The thunder still rumbled overhead but it was more distant now. The child had certainly chosen a wild day to make its entry into the world. He jerked his head when he heard the thin wail of an infant, then strode to the door, only to stop there. His mother-in-law would play hell with him if he dashed into the bedroom too soon, so he waited patiently at the bottom of the staircase until she opened the door and called to him to come up and see his new daughter. Oh heck, Phyl isn't going to be too pleased with this, he thought, she'd set her heart on having a son. He shrugged. We get what we're given and must make the best of it. Besides he'd been secretly hoping for a little lass. He pushed open the door of the bedroom in time to hear Polly giving Phylis a real telling off.

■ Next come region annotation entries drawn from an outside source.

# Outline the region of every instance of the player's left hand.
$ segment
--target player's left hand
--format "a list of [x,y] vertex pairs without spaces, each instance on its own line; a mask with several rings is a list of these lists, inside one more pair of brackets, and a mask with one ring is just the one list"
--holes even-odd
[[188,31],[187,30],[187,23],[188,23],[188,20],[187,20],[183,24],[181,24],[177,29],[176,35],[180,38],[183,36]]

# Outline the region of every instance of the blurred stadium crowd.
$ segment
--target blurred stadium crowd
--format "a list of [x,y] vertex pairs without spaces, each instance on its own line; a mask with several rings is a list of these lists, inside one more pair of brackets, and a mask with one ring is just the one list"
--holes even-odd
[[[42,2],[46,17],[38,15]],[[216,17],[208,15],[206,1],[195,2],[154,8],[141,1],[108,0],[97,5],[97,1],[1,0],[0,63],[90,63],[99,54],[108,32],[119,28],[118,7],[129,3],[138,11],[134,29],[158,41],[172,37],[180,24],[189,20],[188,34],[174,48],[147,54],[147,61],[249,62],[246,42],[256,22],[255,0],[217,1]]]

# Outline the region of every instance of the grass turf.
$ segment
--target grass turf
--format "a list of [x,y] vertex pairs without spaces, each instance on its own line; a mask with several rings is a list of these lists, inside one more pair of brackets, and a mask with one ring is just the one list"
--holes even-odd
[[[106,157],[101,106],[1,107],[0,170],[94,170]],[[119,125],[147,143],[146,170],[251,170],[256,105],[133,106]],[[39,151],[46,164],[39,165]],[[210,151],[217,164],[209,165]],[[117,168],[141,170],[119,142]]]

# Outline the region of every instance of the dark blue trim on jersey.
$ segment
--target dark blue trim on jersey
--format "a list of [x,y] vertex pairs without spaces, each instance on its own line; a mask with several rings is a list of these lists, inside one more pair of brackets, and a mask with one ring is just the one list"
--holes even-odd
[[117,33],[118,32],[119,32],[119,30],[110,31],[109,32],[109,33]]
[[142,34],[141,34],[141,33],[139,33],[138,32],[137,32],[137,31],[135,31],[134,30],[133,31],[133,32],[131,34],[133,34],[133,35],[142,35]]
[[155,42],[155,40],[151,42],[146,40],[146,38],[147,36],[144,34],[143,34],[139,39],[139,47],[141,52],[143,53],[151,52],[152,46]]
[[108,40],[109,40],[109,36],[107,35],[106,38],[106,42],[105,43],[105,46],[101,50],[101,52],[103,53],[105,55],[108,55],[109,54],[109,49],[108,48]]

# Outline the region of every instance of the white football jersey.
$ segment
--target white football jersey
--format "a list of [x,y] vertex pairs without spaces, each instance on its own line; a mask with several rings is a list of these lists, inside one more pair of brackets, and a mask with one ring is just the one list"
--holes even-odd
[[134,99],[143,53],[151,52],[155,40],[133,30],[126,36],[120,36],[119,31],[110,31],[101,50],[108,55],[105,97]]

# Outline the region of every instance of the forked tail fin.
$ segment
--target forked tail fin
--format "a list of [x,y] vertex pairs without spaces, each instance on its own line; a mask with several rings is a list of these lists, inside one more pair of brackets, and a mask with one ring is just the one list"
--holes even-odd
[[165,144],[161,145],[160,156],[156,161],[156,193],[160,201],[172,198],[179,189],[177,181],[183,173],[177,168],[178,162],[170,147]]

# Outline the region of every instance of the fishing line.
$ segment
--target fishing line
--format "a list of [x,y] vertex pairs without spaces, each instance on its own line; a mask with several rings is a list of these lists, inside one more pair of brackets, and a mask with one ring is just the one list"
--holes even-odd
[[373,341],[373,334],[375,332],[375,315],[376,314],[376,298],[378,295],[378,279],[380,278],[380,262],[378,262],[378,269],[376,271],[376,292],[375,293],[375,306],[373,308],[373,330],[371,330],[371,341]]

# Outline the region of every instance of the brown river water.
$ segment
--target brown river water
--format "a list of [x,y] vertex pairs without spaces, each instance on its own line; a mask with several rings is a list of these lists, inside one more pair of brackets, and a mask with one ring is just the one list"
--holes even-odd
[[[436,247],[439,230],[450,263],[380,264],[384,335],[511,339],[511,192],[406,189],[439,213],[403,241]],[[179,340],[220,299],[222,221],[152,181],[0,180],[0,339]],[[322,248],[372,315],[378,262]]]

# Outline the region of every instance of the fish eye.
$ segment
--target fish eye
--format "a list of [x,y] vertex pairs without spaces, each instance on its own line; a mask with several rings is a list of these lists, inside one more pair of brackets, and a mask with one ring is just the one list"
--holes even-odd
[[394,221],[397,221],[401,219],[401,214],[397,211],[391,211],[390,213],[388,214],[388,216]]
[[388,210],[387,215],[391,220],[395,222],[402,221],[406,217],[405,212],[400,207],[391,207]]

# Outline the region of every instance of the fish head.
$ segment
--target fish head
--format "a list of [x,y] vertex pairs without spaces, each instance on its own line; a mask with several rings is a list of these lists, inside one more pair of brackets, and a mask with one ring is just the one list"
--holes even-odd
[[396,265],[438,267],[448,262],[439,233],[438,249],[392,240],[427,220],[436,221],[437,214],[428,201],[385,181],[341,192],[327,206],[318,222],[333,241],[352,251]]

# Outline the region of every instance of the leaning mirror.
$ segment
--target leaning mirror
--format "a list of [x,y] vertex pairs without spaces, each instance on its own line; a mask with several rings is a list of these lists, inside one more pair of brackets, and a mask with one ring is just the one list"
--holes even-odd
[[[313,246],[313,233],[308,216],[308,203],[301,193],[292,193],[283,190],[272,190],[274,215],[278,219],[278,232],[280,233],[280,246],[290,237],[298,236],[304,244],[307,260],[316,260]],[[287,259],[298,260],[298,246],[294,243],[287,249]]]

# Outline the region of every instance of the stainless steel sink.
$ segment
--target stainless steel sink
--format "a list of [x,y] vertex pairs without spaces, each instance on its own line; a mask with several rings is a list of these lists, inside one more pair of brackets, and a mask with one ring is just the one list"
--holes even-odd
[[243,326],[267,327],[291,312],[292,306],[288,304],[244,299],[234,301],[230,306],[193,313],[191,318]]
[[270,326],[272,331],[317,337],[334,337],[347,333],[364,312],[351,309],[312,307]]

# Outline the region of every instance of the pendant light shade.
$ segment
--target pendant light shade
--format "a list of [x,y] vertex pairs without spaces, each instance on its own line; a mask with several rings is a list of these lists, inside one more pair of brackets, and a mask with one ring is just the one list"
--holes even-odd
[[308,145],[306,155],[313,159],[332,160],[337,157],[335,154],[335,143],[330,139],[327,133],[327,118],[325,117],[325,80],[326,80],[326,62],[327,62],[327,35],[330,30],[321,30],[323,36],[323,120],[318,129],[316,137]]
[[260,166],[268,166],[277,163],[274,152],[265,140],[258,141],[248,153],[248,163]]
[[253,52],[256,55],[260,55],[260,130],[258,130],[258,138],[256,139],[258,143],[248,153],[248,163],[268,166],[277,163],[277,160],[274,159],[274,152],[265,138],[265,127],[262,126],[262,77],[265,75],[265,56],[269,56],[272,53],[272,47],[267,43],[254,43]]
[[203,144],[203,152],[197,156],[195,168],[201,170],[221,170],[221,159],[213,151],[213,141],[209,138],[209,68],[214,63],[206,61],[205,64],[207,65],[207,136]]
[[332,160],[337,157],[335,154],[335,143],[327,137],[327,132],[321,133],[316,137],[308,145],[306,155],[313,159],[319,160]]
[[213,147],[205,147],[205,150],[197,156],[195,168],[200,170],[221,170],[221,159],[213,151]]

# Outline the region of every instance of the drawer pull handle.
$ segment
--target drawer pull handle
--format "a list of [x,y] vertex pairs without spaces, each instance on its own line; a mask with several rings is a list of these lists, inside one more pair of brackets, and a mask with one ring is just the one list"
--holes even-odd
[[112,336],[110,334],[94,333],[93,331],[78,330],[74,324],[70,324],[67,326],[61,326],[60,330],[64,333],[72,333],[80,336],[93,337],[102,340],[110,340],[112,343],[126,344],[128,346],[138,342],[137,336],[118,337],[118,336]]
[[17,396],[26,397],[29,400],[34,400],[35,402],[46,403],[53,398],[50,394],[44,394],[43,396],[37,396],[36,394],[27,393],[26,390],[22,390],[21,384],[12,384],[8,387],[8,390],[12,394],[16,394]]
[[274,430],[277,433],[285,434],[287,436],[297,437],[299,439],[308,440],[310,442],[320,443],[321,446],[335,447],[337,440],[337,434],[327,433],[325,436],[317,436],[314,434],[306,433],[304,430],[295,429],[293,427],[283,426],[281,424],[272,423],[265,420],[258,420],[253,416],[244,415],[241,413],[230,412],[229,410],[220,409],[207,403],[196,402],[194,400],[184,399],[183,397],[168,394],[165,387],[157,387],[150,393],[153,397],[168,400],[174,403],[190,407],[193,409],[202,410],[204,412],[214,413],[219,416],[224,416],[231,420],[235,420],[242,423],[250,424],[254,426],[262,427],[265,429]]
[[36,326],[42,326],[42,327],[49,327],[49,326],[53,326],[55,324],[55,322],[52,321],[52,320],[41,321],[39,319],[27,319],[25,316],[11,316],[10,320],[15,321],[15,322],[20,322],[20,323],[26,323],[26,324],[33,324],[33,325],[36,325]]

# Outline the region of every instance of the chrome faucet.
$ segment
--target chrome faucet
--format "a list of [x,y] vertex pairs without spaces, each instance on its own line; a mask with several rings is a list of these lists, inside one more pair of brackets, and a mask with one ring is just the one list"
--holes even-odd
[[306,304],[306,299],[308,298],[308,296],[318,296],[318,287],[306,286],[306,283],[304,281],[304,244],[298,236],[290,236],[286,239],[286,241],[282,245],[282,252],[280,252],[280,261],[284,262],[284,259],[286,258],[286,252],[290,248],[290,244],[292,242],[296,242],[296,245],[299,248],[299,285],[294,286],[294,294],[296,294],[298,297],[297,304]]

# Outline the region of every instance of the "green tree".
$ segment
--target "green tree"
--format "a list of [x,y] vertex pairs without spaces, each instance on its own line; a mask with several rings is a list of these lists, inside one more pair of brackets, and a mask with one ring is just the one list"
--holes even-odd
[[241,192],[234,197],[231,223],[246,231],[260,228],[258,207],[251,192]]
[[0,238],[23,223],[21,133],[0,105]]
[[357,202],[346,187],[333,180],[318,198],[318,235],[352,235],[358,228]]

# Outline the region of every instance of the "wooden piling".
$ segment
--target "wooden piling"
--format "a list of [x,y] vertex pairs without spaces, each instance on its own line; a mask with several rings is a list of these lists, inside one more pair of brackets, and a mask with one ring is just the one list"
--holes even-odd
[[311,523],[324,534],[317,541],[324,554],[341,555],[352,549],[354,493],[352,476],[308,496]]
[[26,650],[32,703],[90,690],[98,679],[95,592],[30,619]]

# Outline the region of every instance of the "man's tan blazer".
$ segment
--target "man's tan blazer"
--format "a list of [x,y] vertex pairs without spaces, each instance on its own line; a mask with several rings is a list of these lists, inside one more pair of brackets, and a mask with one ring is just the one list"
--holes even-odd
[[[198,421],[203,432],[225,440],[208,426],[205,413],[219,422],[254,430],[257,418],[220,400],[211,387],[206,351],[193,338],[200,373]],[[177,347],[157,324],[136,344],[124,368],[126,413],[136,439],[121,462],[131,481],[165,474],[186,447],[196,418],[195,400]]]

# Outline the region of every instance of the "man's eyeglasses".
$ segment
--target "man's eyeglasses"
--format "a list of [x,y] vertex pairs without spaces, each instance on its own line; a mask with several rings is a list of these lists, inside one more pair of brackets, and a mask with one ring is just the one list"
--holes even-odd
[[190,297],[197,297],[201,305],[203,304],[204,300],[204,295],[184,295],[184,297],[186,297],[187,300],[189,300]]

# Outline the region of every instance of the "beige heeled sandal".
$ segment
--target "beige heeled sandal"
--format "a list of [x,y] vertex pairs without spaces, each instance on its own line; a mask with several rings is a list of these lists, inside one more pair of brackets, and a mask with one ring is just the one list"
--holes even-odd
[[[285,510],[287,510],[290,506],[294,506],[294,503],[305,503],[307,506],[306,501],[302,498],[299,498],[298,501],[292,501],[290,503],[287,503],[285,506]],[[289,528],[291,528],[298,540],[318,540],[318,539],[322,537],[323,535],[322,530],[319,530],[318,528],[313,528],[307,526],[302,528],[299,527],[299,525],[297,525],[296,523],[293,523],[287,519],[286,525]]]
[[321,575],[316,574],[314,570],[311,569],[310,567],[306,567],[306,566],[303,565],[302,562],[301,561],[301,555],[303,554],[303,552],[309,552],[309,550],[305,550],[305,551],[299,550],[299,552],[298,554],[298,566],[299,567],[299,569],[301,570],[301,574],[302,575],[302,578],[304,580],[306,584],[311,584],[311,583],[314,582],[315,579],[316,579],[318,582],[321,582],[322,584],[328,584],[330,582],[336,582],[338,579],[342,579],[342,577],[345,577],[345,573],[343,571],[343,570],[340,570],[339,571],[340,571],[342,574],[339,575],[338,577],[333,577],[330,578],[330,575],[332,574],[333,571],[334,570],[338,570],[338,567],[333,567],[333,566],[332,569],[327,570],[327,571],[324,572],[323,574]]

`Don't you dare turn your head away,' she was saying, `stop this silliness at once! Hold out your arms, you've got a lovely little girl. What will Doctor Anderson think of you if you carry on like this?'
The Doctor turned and winked at Jerry, `Well lad, you've got a daughter, and what a daughter, she's a real streak of pump water almost two feet long. I reckon she'll top six foot when she's fully-grown. But she's a strong little thing. Come on Polly, let's leave the new parents with the bairn while you and I have a cup of tea.'
The two of them descended the stairs in companionable silence. They'd worked together for ten years now and understood each other well.
Jerry tiptoed across to the bed and gazed down at the two heads below him. The red gold hair of his wife mingled with the jet-black hair of his baby daughter. He put out a tentative hand and touched the baby's hair.
`Wonder where she got that from?' he whispered. Then he leaned over and kissed his wife on the cheek.
`Oh, Jerry, I did want a boy,' she said looking at him, her deep brown eyes full of tears. `I know its silly, but I'd counted on it so much.' The baby gave a little whimper and Phylis instinctively clutched the small bundle closer to her breast. Jerry smiled as he saw the gesture. Thank God, he thought, everything was going to be all right after all.